Earlier this week I took a look at early vote numbers complied by the Secretary of State’s office and wrote that it looked as though early voting in the 2016 primary would be above average but not exceptionally high.
It’s looking like I was wrong. When I wrote that on Monday there had been 20,952 early, absentee, and vote-by-mail ballots cast. As I write this, an additional 13,236 votes have been cast bringing the 2016 total so far up to 34,188.
Here’s what that looks like compared to the four previous election cycles:
The average early vote turnout of the 2008-2014 primaries was 29,997. Meaning that the 2016 voting, with still 4 days to go until primary day, is well above average.

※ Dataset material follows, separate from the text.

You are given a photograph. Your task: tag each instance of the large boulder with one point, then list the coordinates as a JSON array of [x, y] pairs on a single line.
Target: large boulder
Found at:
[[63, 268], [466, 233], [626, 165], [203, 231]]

What does this mean for the candidates in the Republican gubernatorial primary?
I’m inclined to think this is good news for Doug Burgum. Although neither he nor his opponent, Attorney General Wayne Stenehjem, are technically incumbents in this race I think it’s very true that voters perceive Stenehjem as the status quo guy and Burgum as the candidate calling for change.
When turnout is up, that can be an indication that voters are ready for change.
Or it could just mean that early voting is up because there is a high profile competition on the June ballot. Often the primary ballot is just a bunch of candidates running unopposed for their party nominations, as well as local elections. When there are interesting ballot measures in June, as there was in 2012, or a heated primary fight between two candidates as there is this cycle it draws more attention.